Ma il punto non è solo che sono state usate fonti inesistenti. È che molte di queste erano citazioni riciclate, sparse nel documento come coriandoli a carnevale: 37 delle 522 citazioni usate più volte. Non un caso clinico di ridondanza, ma un tentativo maldestro di dare un’impressione di densità scientifica a un report che, in termini epistemologici, è poco più che fuffa premasticata da una LLM.

E qui la ciliegina: le URL contenenti “oaicite”. Una firma digitale che nemmeno il più sbadato degli addetti ai lavori avrebbe lasciato intatta, se solo avesse letto il documento prima della pubblicazione. È come pubblicare un decreto legge con i commenti del revisore ancora nel margine: “TODO: trovare vera fonte”.

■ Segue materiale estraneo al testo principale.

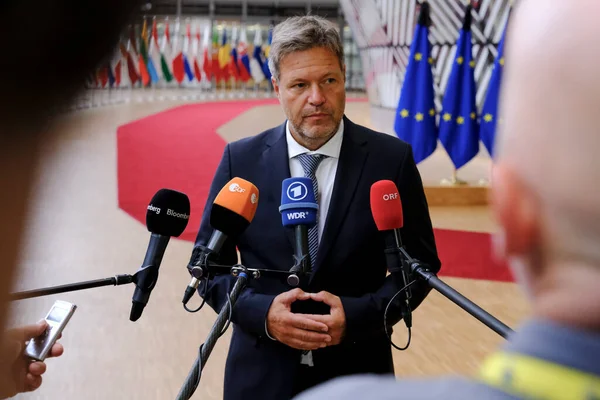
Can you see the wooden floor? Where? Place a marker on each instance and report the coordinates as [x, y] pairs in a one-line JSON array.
[[77, 233]]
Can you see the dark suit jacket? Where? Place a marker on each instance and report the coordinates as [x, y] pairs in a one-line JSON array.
[[350, 262]]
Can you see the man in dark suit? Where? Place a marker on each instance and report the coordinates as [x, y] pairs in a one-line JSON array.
[[276, 353]]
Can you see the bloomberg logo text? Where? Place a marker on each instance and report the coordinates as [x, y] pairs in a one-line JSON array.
[[177, 215]]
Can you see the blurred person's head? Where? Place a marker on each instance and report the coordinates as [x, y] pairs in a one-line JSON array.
[[306, 61], [546, 178], [49, 48]]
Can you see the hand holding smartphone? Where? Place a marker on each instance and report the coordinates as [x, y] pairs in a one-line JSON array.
[[57, 318]]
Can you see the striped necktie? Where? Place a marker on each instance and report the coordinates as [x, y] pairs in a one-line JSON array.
[[310, 163]]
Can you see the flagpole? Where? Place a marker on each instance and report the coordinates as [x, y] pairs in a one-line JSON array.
[[454, 180]]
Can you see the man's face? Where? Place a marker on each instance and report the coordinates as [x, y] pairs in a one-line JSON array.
[[312, 93]]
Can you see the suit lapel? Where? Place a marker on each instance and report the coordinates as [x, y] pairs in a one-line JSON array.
[[276, 163], [350, 165]]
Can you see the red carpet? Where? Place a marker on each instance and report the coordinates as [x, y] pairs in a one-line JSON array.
[[180, 149]]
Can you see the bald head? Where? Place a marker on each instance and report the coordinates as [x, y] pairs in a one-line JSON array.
[[549, 143]]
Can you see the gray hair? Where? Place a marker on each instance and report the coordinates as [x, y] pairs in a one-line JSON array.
[[303, 33]]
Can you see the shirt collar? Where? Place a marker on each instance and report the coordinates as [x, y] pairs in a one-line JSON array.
[[331, 149]]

RFK Jr., dal canto suo, non solo difende il documento, ma rilancia: “Stiamo già usando queste nuove tecnologie per gestire i dati sanitari in modo più efficiente e sicuro.” È il paradosso della Silicon Politics: più ti affidi all’AI, più puoi giustificare qualunque incompetenza umana con il mantra della “transizione digitale”. Una transizione che, a questo punto, sembra più simile a una fuga in avanti nel vuoto informativo.

Karoline Leavitt, la portavoce, ha poi completato il capolavoro semantico con una difesa ai limiti del dadaismo: non si tratta di errori, ma di “problemi di formattazione”. Il che, detto di un report con fonti false, è come dire che l’incendio non è grave perché le fiamme sono simmetriche.

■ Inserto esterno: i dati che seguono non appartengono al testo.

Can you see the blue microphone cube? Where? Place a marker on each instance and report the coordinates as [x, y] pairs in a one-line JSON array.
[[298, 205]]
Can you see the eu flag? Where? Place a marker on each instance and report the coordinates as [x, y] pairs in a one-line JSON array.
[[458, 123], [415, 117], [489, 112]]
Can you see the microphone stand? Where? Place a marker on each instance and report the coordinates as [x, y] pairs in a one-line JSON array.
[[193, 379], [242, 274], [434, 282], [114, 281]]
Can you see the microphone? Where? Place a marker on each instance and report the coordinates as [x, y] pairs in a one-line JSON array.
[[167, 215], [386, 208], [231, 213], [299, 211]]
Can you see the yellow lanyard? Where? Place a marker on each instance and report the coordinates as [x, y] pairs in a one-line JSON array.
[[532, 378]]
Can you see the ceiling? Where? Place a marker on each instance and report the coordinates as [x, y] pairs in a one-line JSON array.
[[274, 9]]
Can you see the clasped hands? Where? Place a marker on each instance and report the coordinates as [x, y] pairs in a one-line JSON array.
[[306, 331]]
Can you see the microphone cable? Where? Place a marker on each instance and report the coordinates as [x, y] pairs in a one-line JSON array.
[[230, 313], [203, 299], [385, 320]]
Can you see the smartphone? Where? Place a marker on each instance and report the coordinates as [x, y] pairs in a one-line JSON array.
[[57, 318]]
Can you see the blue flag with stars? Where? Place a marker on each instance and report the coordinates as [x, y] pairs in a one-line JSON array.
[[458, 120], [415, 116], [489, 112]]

Ovviamente, il giorno stesso, il file PDF del MAHA è stato aggiornato. Alcune delle oaicite sono sparite, alcune fonti rimpiazzate, tutto fatto con la discrezione di un ladro gentile che rimette i soldi nel cassetto dopo essere stato scoperto. Ma il succo non cambia, come ha dichiarato Andrew Nixon del Dipartimento della Salute: “La sostanza del report rimane invariata.”

Ecco il problema: la sostanza è basata su un processo contaminato. Quando le fondamenta sono instabili, puoi ridipingere le pareti quanto vuoi: il palazzo resta una truffa semantica.

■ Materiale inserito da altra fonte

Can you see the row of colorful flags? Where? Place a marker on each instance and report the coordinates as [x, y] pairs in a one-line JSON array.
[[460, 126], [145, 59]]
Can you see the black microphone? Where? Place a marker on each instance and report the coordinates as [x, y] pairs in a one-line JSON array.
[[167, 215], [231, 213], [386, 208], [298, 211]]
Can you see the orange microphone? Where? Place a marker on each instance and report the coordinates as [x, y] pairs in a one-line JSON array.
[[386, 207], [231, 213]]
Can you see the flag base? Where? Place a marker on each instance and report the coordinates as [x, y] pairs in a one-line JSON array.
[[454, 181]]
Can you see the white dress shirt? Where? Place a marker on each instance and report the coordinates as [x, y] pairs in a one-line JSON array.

La realtà, caro lettore, è che questo episodio segna una nuova fase nell’uso istituzionale dell’intelligenza artificiale. Non quella evolutiva, ma quella palliativa. L’AI come morfina informativa per anestetizzare l’opinione pubblica, per produrre velocemente documenti pseudo-tecnici senza costi, senza verifica, senza responsabilità.

Una nota di colore? Alcune citazioni inventate sono state usate per sostenere tesi già controverse: come se bastasse un PDF per rendere scientifica una teoria. Qui non parliamo di bias ideologico, ma di fabbricazione algoritmica della realtà.

Un tempo si diceva che la storia è scritta dai vincitori. Oggi, sembra sia scritta da ChatGPT o meglio, da chi lo usa senza capire né il contesto, né le conseguenze. E questo ci porta al cuore della questione: non è colpa dell’AI, ma dell’idiozia umana potenziata dalla tecnologia.

La vera malattia cronica dell’America non è il diabete, né l’obesità. È l’affidarsi a scorciatoie digitali per problemi strutturali, nel disperato tentativo di coprire il fallimento sistemico con una patina di innovazione. Una patina, appunto, generata da un prompt mal scritto.